In the hotel garage Alina pulled the helmet over her head and her shaking fingers fumbled, unable to thread the strap through the buckle. Gently, so as to avoid putting Alina more on edge than she already was, Munroe moved her hand and secured the helmet, then gave her a slip of paper and fifty thousand yen.

“My phone number,” she said, “and money to pay the fees for the passport.”

The helmet nodded. Then Alina shoved the paper and money deep down into a pocket.

Munroe mounted the bike, turned on the ignition, and brought the horses to life. Alina climbed on behind her. Had circumstances been otherwise, Munroe would have dropped the woman off at the consulate with enough money for taxi, hotel, and airfare and that would have been the end of it.

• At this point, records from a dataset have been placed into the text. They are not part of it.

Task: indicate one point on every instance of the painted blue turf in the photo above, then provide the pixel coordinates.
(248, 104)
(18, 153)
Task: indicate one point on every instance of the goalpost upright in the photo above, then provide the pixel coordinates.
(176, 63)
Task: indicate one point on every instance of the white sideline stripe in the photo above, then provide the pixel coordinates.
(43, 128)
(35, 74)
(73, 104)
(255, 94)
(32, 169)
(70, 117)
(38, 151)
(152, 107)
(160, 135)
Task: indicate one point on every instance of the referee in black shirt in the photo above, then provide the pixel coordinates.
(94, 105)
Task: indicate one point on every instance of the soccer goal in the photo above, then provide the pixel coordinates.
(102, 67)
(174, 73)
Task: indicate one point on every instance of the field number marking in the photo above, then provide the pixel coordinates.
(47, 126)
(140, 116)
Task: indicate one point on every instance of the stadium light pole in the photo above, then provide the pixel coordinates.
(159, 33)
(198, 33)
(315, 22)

History wouldn’t allow her that, and she could only hope that today’s mission would be simple.

Good deeds had a tendency to get people killed.


The Russian Federation consulate was a two-story, pine-tree-fronted, modern-style, windowless white-and-orange block that stood on a clean and quiet street in a neighborhood of upscale block-shaped apartment buildings. Separating the consulate from street traffic—had there been any street traffic—was an array of plastic cones, a few police officers, and an official van parked on the sidewalk against the white concrete of the compound’s security wall.

The street dead-ended into a metal traffic barrier a block or so down.

Munroe passed the building once for orientation, then looped back and stopped on the sidewalk beside the front gate.

Alina slid off, clutching her bag with one hand and attempting to unbuckle the helmet with the other. The nearest police officer approached the bike, irritation written in his expression. Eyes on him, words to Alina, Munroe took the helmet and shoved it on her own head. “I need two hours,” she said. “Call me on the consulate’s phone if you think you’ll take longer.”

“Thank you,” Alina said, but her focus, too, was on the officer, as if he was a dangerous thing. She quickstepped for the gate.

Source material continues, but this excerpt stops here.